Pork industry profitability and growth evident at SD Pork Congress
SIOUX FALLS, S.D. — Pork producers are coming off a profitable year in 2017 with strong exports and growth in the industry, and that was evident at this year's South Dakota Pork Congress in Sioux Falls, S.D..
Pork producers started 2017 with a dismal outlook in part due to projections of record hog numbers in the U.S., which were expected to depress prices. However, despite the large supplies, hog prices and profitability far exceeded expectations.
Steve Meyer, economist with Kerns and Associates, says the profit per pig for 2017 was a pleasant surprise.
"Our model right now based on the Iowa State parameters, which really models the best producers from a cost standpoint, is $29 and change average for the year which would be the second-best year in the last 10," he says. "So, a remarkably good year. Average producers would be somewhere in the $20 per head range."
Several factors contributed to the positive year for pork production.
"That's clearly a combination of low feed costs and very strong lean hog futures prices," says Meyer. However, it's also a function of very strong demand, domestically and internationally. "It is a record year for pork exports, and it's been better than anybody thought. We had a forecast of 4 percent; it's going to be up almost 8 percent for the year," Meyer says.
Summer lean hog futures are already pointing towards the same type of strong demand in 2018. However, Meyer says his firm's projected cash prices aren't as optimistic.

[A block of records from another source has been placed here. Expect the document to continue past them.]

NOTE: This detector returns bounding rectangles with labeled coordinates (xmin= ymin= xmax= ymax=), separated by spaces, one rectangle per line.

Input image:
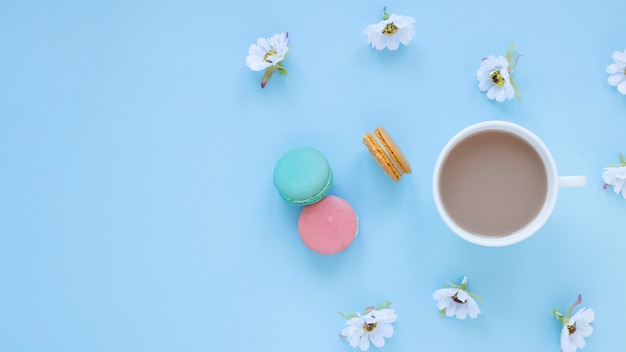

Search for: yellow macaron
xmin=363 ymin=126 xmax=413 ymax=181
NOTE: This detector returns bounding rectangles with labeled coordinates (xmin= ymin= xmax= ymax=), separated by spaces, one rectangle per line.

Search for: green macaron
xmin=274 ymin=147 xmax=333 ymax=205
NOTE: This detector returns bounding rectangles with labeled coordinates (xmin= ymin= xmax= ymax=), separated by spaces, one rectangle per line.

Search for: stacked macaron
xmin=363 ymin=127 xmax=412 ymax=182
xmin=274 ymin=147 xmax=358 ymax=254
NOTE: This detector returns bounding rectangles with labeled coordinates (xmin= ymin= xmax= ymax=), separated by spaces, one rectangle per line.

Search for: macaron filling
xmin=298 ymin=195 xmax=358 ymax=254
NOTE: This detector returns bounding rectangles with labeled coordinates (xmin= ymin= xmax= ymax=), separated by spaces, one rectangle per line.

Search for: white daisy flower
xmin=553 ymin=295 xmax=595 ymax=352
xmin=602 ymin=155 xmax=626 ymax=199
xmin=363 ymin=8 xmax=415 ymax=50
xmin=246 ymin=33 xmax=289 ymax=87
xmin=561 ymin=308 xmax=595 ymax=352
xmin=339 ymin=302 xmax=396 ymax=351
xmin=433 ymin=276 xmax=481 ymax=320
xmin=606 ymin=50 xmax=626 ymax=94
xmin=476 ymin=44 xmax=521 ymax=103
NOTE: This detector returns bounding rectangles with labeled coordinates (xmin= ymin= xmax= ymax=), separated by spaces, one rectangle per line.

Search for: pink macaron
xmin=298 ymin=196 xmax=358 ymax=254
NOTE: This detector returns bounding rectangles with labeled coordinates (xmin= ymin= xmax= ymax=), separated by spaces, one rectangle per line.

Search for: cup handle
xmin=559 ymin=176 xmax=587 ymax=187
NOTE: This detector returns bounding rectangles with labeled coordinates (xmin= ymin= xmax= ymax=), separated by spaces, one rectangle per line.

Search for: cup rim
xmin=432 ymin=120 xmax=558 ymax=247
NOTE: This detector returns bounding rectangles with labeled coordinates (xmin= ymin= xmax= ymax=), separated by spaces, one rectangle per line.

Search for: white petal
xmin=446 ymin=302 xmax=459 ymax=317
xmin=606 ymin=73 xmax=626 ymax=86
xmin=569 ymin=331 xmax=585 ymax=348
xmin=613 ymin=178 xmax=626 ymax=193
xmin=611 ymin=50 xmax=626 ymax=65
xmin=605 ymin=64 xmax=624 ymax=74
xmin=352 ymin=336 xmax=370 ymax=351
xmin=617 ymin=80 xmax=626 ymax=94
xmin=376 ymin=323 xmax=393 ymax=338
xmin=387 ymin=35 xmax=400 ymax=50
xmin=370 ymin=328 xmax=385 ymax=348
xmin=561 ymin=325 xmax=576 ymax=352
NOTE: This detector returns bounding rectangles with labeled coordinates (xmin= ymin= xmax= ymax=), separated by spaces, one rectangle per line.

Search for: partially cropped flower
xmin=363 ymin=8 xmax=415 ymax=50
xmin=339 ymin=302 xmax=396 ymax=351
xmin=606 ymin=50 xmax=626 ymax=94
xmin=553 ymin=295 xmax=595 ymax=352
xmin=476 ymin=44 xmax=521 ymax=103
xmin=433 ymin=276 xmax=481 ymax=320
xmin=246 ymin=33 xmax=289 ymax=88
xmin=602 ymin=154 xmax=626 ymax=199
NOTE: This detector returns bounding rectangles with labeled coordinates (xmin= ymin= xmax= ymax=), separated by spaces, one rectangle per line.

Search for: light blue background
xmin=0 ymin=0 xmax=626 ymax=352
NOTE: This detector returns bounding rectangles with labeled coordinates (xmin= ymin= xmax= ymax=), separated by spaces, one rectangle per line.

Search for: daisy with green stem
xmin=339 ymin=302 xmax=396 ymax=351
xmin=552 ymin=295 xmax=595 ymax=352
xmin=476 ymin=43 xmax=522 ymax=103
xmin=246 ymin=33 xmax=289 ymax=88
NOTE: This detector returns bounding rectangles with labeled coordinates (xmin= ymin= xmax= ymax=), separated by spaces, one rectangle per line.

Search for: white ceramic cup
xmin=433 ymin=121 xmax=587 ymax=247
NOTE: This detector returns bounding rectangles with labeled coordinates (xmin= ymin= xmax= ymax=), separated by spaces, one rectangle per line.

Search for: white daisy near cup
xmin=339 ymin=302 xmax=397 ymax=351
xmin=363 ymin=8 xmax=415 ymax=50
xmin=246 ymin=33 xmax=289 ymax=88
xmin=602 ymin=154 xmax=626 ymax=199
xmin=476 ymin=43 xmax=521 ymax=103
xmin=552 ymin=295 xmax=595 ymax=352
xmin=606 ymin=50 xmax=626 ymax=94
xmin=433 ymin=276 xmax=481 ymax=320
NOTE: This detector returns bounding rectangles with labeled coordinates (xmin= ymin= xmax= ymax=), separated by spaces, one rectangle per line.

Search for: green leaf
xmin=383 ymin=6 xmax=389 ymax=21
xmin=552 ymin=308 xmax=569 ymax=325
xmin=276 ymin=63 xmax=289 ymax=75
xmin=261 ymin=66 xmax=276 ymax=88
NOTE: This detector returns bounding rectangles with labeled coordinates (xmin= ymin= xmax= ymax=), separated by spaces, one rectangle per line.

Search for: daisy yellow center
xmin=567 ymin=324 xmax=576 ymax=335
xmin=363 ymin=323 xmax=378 ymax=332
xmin=382 ymin=22 xmax=398 ymax=35
xmin=450 ymin=292 xmax=467 ymax=304
xmin=489 ymin=70 xmax=504 ymax=87
xmin=263 ymin=49 xmax=278 ymax=64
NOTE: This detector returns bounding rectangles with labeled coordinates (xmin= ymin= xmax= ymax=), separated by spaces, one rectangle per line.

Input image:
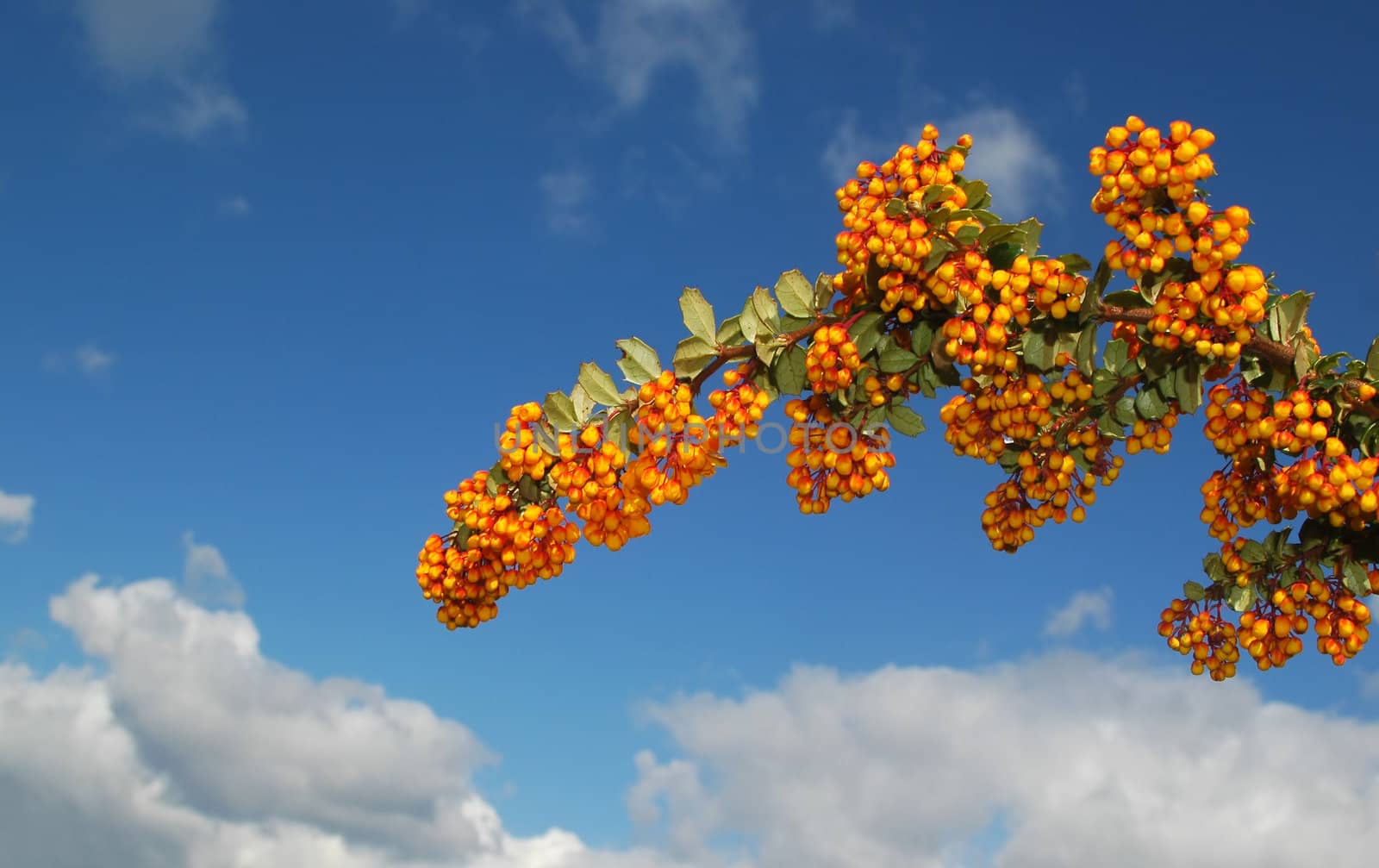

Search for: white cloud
xmin=536 ymin=167 xmax=595 ymax=234
xmin=519 ymin=0 xmax=760 ymax=147
xmin=821 ymin=106 xmax=1062 ymax=221
xmin=182 ymin=531 xmax=244 ymax=609
xmin=76 ymin=0 xmax=248 ymax=138
xmin=0 ymin=490 xmax=36 ymax=542
xmin=219 ymin=196 xmax=253 ymax=216
xmin=43 ymin=344 xmax=115 ymax=377
xmin=1044 ymin=588 xmax=1113 ymax=636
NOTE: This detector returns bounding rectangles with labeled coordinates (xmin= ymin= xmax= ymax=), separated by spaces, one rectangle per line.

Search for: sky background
xmin=0 ymin=0 xmax=1379 ymax=868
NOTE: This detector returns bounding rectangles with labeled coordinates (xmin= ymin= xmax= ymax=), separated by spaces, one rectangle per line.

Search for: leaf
xmin=570 ymin=382 xmax=595 ymax=427
xmin=814 ymin=272 xmax=837 ymax=310
xmin=616 ymin=338 xmax=665 ymax=386
xmin=579 ymin=361 xmax=622 ymax=407
xmin=848 ymin=310 xmax=884 ymax=356
xmin=540 ymin=392 xmax=582 ymax=430
xmin=1058 ymin=253 xmax=1092 ymax=275
xmin=775 ymin=268 xmax=816 ymax=317
xmin=887 ymin=404 xmax=924 ymax=438
xmin=1342 ymin=560 xmax=1370 ymax=596
xmin=1135 ymin=389 xmax=1168 ymax=422
xmin=713 ymin=315 xmax=743 ymax=347
xmin=877 ymin=347 xmax=920 ymax=374
xmin=680 ymin=285 xmax=714 ymax=344
xmin=752 ymin=285 xmax=781 ymax=337
xmin=1073 ymin=323 xmax=1096 ymax=377
xmin=673 ymin=337 xmax=719 ymax=378
xmin=1019 ymin=216 xmax=1044 ymax=257
xmin=771 ymin=344 xmax=808 ymax=395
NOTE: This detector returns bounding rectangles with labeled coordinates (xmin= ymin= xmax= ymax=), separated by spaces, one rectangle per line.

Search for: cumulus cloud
xmin=821 ymin=106 xmax=1062 ymax=221
xmin=1044 ymin=588 xmax=1112 ymax=636
xmin=74 ymin=0 xmax=248 ymax=138
xmin=536 ymin=167 xmax=595 ymax=234
xmin=182 ymin=531 xmax=244 ymax=609
xmin=0 ymin=490 xmax=36 ymax=542
xmin=519 ymin=0 xmax=758 ymax=147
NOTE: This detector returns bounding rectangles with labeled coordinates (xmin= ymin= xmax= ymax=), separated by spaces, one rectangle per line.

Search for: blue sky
xmin=0 ymin=0 xmax=1379 ymax=865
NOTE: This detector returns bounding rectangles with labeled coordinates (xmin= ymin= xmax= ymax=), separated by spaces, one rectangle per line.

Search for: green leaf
xmin=1019 ymin=216 xmax=1044 ymax=257
xmin=1135 ymin=389 xmax=1168 ymax=422
xmin=1058 ymin=253 xmax=1086 ymax=275
xmin=540 ymin=392 xmax=582 ymax=430
xmin=752 ymin=285 xmax=781 ymax=337
xmin=579 ymin=361 xmax=622 ymax=407
xmin=1239 ymin=540 xmax=1269 ymax=565
xmin=570 ymin=382 xmax=595 ymax=427
xmin=1342 ymin=560 xmax=1370 ymax=596
xmin=1073 ymin=323 xmax=1096 ymax=377
xmin=717 ymin=315 xmax=743 ymax=347
xmin=910 ymin=320 xmax=938 ymax=356
xmin=771 ymin=344 xmax=808 ymax=395
xmin=887 ymin=404 xmax=924 ymax=438
xmin=1226 ymin=583 xmax=1255 ymax=611
xmin=775 ymin=268 xmax=816 ymax=317
xmin=616 ymin=338 xmax=664 ymax=386
xmin=848 ymin=310 xmax=884 ymax=356
xmin=814 ymin=272 xmax=837 ymax=310
xmin=680 ymin=285 xmax=713 ymax=344
xmin=877 ymin=347 xmax=920 ymax=374
xmin=673 ymin=337 xmax=719 ymax=377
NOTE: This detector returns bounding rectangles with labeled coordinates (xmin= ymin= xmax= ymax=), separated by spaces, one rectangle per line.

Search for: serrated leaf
xmin=1135 ymin=389 xmax=1168 ymax=422
xmin=714 ymin=316 xmax=743 ymax=347
xmin=775 ymin=269 xmax=816 ymax=317
xmin=752 ymin=285 xmax=781 ymax=337
xmin=540 ymin=392 xmax=581 ymax=430
xmin=1073 ymin=323 xmax=1096 ymax=377
xmin=814 ymin=272 xmax=837 ymax=310
xmin=673 ymin=337 xmax=719 ymax=378
xmin=848 ymin=310 xmax=884 ymax=356
xmin=570 ymin=382 xmax=595 ymax=425
xmin=680 ymin=285 xmax=714 ymax=342
xmin=579 ymin=361 xmax=622 ymax=407
xmin=1340 ymin=560 xmax=1370 ymax=596
xmin=1058 ymin=253 xmax=1092 ymax=275
xmin=887 ymin=404 xmax=924 ymax=438
xmin=877 ymin=347 xmax=920 ymax=374
xmin=772 ymin=344 xmax=808 ymax=395
xmin=616 ymin=338 xmax=665 ymax=386
xmin=1019 ymin=216 xmax=1044 ymax=257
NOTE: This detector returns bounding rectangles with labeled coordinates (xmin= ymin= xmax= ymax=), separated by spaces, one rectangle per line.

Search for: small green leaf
xmin=717 ymin=315 xmax=743 ymax=347
xmin=540 ymin=392 xmax=581 ymax=430
xmin=680 ymin=285 xmax=714 ymax=344
xmin=887 ymin=404 xmax=924 ymax=438
xmin=1340 ymin=560 xmax=1370 ymax=596
xmin=775 ymin=269 xmax=816 ymax=317
xmin=579 ymin=361 xmax=622 ymax=407
xmin=1019 ymin=216 xmax=1044 ymax=257
xmin=673 ymin=337 xmax=719 ymax=377
xmin=771 ymin=344 xmax=808 ymax=395
xmin=616 ymin=338 xmax=664 ymax=386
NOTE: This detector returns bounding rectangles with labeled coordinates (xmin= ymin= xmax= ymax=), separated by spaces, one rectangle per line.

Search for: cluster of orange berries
xmin=784 ymin=395 xmax=895 ymax=515
xmin=804 ymin=326 xmax=862 ymax=392
xmin=1149 ymin=265 xmax=1269 ymax=363
xmin=416 ymin=471 xmax=579 ymax=629
xmin=708 ymin=361 xmax=772 ymax=447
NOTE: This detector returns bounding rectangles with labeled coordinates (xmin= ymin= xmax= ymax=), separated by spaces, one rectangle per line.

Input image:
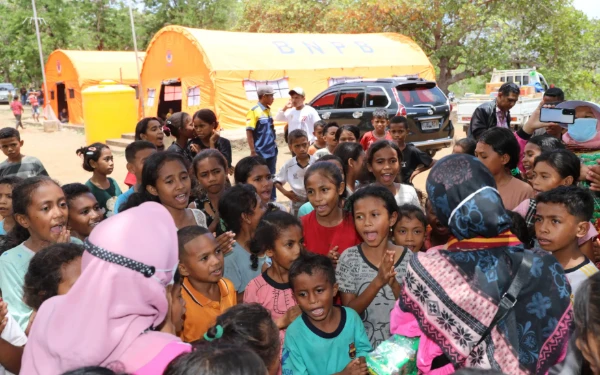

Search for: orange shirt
xmin=181 ymin=277 xmax=237 ymax=342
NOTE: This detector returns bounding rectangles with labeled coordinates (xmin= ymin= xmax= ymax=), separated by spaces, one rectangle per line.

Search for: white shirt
xmin=0 ymin=314 xmax=27 ymax=375
xmin=275 ymin=105 xmax=321 ymax=143
xmin=275 ymin=155 xmax=317 ymax=198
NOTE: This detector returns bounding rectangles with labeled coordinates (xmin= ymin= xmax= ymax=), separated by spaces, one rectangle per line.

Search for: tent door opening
xmin=157 ymin=80 xmax=181 ymax=119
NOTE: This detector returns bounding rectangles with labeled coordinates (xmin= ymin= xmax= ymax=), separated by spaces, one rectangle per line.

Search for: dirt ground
xmin=0 ymin=104 xmax=464 ymax=201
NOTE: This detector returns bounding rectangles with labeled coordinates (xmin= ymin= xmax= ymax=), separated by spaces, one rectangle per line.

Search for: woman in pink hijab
xmin=21 ymin=202 xmax=191 ymax=375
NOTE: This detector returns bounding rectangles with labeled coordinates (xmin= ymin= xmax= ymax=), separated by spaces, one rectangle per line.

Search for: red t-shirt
xmin=300 ymin=211 xmax=362 ymax=255
xmin=360 ymin=131 xmax=393 ymax=151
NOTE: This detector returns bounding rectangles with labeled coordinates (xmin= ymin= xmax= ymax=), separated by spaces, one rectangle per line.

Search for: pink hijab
xmin=21 ymin=203 xmax=180 ymax=375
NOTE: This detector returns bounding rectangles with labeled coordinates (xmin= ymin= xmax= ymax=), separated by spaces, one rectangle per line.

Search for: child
xmin=76 ymin=143 xmax=123 ymax=218
xmin=301 ymin=162 xmax=361 ymax=262
xmin=452 ymin=138 xmax=477 ymax=156
xmin=523 ymin=134 xmax=565 ymax=180
xmin=535 ymin=186 xmax=598 ymax=298
xmin=360 ymin=108 xmax=392 ymax=151
xmin=333 ymin=142 xmax=365 ymax=197
xmin=315 ymin=122 xmax=339 ymax=160
xmin=113 ymin=141 xmax=156 ymax=215
xmin=165 ymin=112 xmax=200 ymax=163
xmin=0 ymin=176 xmax=22 ymax=236
xmin=204 ymin=303 xmax=281 ymax=375
xmin=62 ymin=183 xmax=104 ymax=241
xmin=275 ymin=129 xmax=316 ymax=215
xmin=219 ymin=184 xmax=267 ymax=303
xmin=475 ymin=128 xmax=534 ymax=211
xmin=308 ymin=120 xmax=327 ymax=155
xmin=281 ymin=254 xmax=372 ymax=375
xmin=0 ymin=128 xmax=48 ymax=178
xmin=177 ymin=225 xmax=237 ymax=342
xmin=390 ymin=116 xmax=436 ymax=185
xmin=190 ymin=149 xmax=228 ymax=233
xmin=164 ymin=340 xmax=267 ymax=375
xmin=423 ymin=199 xmax=450 ymax=251
xmin=394 ymin=204 xmax=427 ymax=253
xmin=298 ymin=155 xmax=344 ymax=218
xmin=335 ymin=185 xmax=412 ymax=348
xmin=335 ymin=125 xmax=360 ymax=145
xmin=10 ymin=95 xmax=25 ymax=130
xmin=233 ymin=155 xmax=287 ymax=211
xmin=191 ymin=108 xmax=232 ymax=173
xmin=367 ymin=140 xmax=420 ymax=206
xmin=119 ymin=151 xmax=206 ymax=229
xmin=244 ymin=212 xmax=303 ymax=344
xmin=23 ymin=243 xmax=83 ymax=312
xmin=0 ymin=176 xmax=81 ymax=330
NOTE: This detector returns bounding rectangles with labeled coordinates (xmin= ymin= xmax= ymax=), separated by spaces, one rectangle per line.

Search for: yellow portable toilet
xmin=81 ymin=80 xmax=138 ymax=145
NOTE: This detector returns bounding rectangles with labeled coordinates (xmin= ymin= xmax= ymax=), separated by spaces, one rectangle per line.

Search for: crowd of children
xmin=0 ymin=101 xmax=600 ymax=375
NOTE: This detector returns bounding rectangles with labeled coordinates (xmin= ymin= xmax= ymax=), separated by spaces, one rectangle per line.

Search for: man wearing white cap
xmin=275 ymin=87 xmax=321 ymax=143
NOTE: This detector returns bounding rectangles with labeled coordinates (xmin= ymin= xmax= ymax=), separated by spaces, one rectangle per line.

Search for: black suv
xmin=310 ymin=77 xmax=454 ymax=156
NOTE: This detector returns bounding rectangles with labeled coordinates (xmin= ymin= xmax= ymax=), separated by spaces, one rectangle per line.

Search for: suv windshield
xmin=396 ymin=84 xmax=447 ymax=107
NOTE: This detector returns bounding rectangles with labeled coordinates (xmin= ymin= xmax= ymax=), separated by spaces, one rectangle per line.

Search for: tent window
xmin=244 ymin=77 xmax=290 ymax=100
xmin=148 ymin=89 xmax=156 ymax=107
xmin=164 ymin=86 xmax=181 ymax=102
xmin=188 ymin=87 xmax=200 ymax=107
xmin=329 ymin=77 xmax=362 ymax=87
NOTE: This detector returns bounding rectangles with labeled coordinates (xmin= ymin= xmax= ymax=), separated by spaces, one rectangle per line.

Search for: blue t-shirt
xmin=113 ymin=186 xmax=135 ymax=215
xmin=281 ymin=306 xmax=373 ymax=375
xmin=223 ymin=242 xmax=268 ymax=293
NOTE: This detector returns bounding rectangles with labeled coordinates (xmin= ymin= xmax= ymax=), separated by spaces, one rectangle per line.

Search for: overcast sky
xmin=573 ymin=0 xmax=600 ymax=19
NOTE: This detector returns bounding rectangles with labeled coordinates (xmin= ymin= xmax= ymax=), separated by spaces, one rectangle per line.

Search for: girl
xmin=204 ymin=303 xmax=281 ymax=375
xmin=21 ymin=202 xmax=191 ymax=375
xmin=62 ymin=183 xmax=104 ymax=241
xmin=219 ymin=184 xmax=267 ymax=303
xmin=514 ymin=149 xmax=598 ymax=259
xmin=77 ymin=143 xmax=123 ymax=217
xmin=367 ymin=139 xmax=420 ymax=206
xmin=191 ymin=108 xmax=233 ymax=173
xmin=301 ymin=162 xmax=360 ymax=263
xmin=119 ymin=152 xmax=206 ymax=229
xmin=475 ymin=128 xmax=534 ymax=210
xmin=333 ymin=142 xmax=365 ymax=197
xmin=523 ymin=134 xmax=565 ymax=182
xmin=335 ymin=125 xmax=360 ymax=145
xmin=574 ymin=272 xmax=600 ymax=375
xmin=0 ymin=176 xmax=22 ymax=236
xmin=190 ymin=149 xmax=227 ymax=232
xmin=165 ymin=112 xmax=200 ymax=163
xmin=0 ymin=176 xmax=81 ymax=330
xmin=335 ymin=185 xmax=412 ymax=347
xmin=234 ymin=156 xmax=287 ymax=211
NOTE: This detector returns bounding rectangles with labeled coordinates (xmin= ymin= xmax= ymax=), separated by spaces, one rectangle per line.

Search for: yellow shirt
xmin=181 ymin=277 xmax=237 ymax=342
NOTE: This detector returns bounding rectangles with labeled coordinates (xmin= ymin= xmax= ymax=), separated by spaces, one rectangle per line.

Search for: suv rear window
xmin=396 ymin=85 xmax=447 ymax=107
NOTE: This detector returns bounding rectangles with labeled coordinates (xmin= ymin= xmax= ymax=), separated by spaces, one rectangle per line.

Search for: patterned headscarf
xmin=427 ymin=154 xmax=511 ymax=240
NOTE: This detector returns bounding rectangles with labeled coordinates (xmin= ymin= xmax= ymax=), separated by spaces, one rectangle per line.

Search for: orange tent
xmin=45 ymin=50 xmax=145 ymax=124
xmin=141 ymin=26 xmax=435 ymax=128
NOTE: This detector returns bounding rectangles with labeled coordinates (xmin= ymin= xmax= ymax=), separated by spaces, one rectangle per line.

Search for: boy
xmin=390 ymin=116 xmax=435 ymax=185
xmin=314 ymin=121 xmax=340 ymax=160
xmin=535 ymin=186 xmax=598 ymax=298
xmin=394 ymin=204 xmax=427 ymax=253
xmin=10 ymin=95 xmax=25 ymax=130
xmin=360 ymin=108 xmax=392 ymax=152
xmin=281 ymin=253 xmax=372 ymax=375
xmin=308 ymin=120 xmax=327 ymax=155
xmin=275 ymin=129 xmax=315 ymax=216
xmin=0 ymin=128 xmax=48 ymax=178
xmin=177 ymin=225 xmax=237 ymax=342
xmin=113 ymin=141 xmax=156 ymax=215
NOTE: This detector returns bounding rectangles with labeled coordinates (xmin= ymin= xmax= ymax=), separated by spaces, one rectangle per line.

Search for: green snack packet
xmin=367 ymin=335 xmax=419 ymax=375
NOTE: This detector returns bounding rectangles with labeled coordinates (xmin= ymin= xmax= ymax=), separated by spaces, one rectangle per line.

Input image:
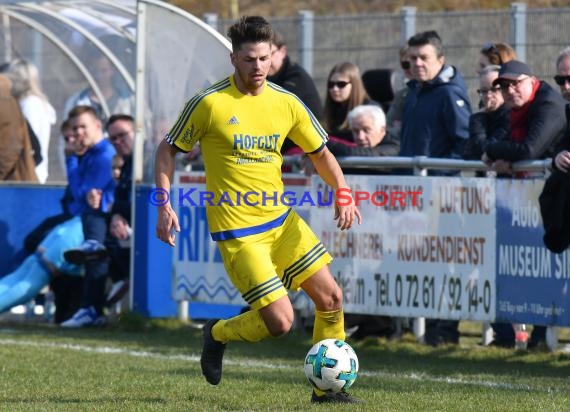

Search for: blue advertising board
xmin=496 ymin=179 xmax=570 ymax=326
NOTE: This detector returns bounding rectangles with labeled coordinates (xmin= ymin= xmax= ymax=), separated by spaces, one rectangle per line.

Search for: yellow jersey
xmin=166 ymin=75 xmax=327 ymax=240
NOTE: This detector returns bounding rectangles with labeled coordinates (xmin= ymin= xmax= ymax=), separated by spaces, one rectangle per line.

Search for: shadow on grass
xmin=4 ymin=315 xmax=570 ymax=384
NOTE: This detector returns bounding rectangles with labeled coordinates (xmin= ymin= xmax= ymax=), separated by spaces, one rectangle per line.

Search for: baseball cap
xmin=493 ymin=60 xmax=533 ymax=86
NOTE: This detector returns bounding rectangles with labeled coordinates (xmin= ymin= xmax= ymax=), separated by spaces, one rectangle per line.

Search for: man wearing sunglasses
xmin=482 ymin=60 xmax=566 ymax=174
xmin=482 ymin=60 xmax=566 ymax=348
xmin=554 ymin=47 xmax=570 ymax=100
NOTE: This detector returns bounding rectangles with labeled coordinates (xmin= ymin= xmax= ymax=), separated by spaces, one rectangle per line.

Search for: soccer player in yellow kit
xmin=155 ymin=16 xmax=361 ymax=403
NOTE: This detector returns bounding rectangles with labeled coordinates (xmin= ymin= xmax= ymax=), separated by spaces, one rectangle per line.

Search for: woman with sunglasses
xmin=324 ymin=62 xmax=378 ymax=142
xmin=463 ymin=64 xmax=509 ymax=164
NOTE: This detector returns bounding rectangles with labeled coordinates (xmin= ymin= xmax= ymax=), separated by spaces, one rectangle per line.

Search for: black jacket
xmin=267 ymin=56 xmax=323 ymax=153
xmin=111 ymin=156 xmax=133 ymax=224
xmin=485 ymin=81 xmax=566 ymax=162
xmin=327 ymin=134 xmax=400 ymax=174
xmin=463 ymin=105 xmax=510 ymax=160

"We've got $85 summer futures, and we're in the mid-$70s on our cash forecast," he says. The reason for the difference is because of the forecasted increase in pork production again in 2018.
"It's clear that slaughter and production are going to be much larger than they were last year," Meyer says. "We've got the first half up about 2 percent to 3 percent on harvest and the second half up 4 percent to 5 percent. So, you've got big increases coming."
South Dakota Pork Producers Council President Ryan Storm says the banner year for pork production resulted in an upbeat mood among producers at their annual meeting. It also brought in record attendance and trade show exhibitors.
"2017 has been great for us, just for the simple fact that we have a good number of exports going on right now which is keeping our prices right up there where they should be. Plus, our feedstuff prices are manageable where we can make a little bit of money at it," he says.
The profitability in the pork business and the opportunity for young people to get into farming are driving the growth seen in the industry. Glenn Muller, SDPPC executive director, says they are excited about the trends.
"According to NASS (National Ag Statistics Service) data year over year, 2016 through 2017, which we just completed, we saw 12 percent growth in the state," he says.
Many existing operations are expanding, but the next generation is also coming in after finding the lack of available and affordable land as a barrier to grain farming.
"There's various business models out there where they can enter into a contract arrangement and feed for someone else or actually own the hogs themselves, without getting the risk to the point they can't sustain it," Muller says.
Despite some of the pushback, Muller says there is more room for growth in South Dakota.
"Sometimes the opposition says the state is being overrun with hogs, and that's not the case according to the statistics from NASS. In December of 2017 we showed 1.5 million head of hogs and total whole hogs on the inventory for South Dakota, versus 1935 (when) we had 3.1 million head of hogs in the state of South Dakota," he says.
He says the difference is today's operations are larger.
"So rather than the 23 hogs per farm that we saw in 1935, we're seeing larger operations now, and that's concerning to some folks, and there's some myths associated with that," says Muller.
The pork processing industry is also embracing the U.S. herd expansion, which is exciting to SDPPC Vice President Craig Andersen, a pork producer from Centerville. He points to the new Seaboard Triumph plant in Sioux City, Iowa, that started processing in September and the plans for several other plants to come on line in the next two years. Additionally, he says there are expansion plans at local facilities.
"We have hopefully some remodeling improvements at Smithfield here in Sioux Falls" Johnson says.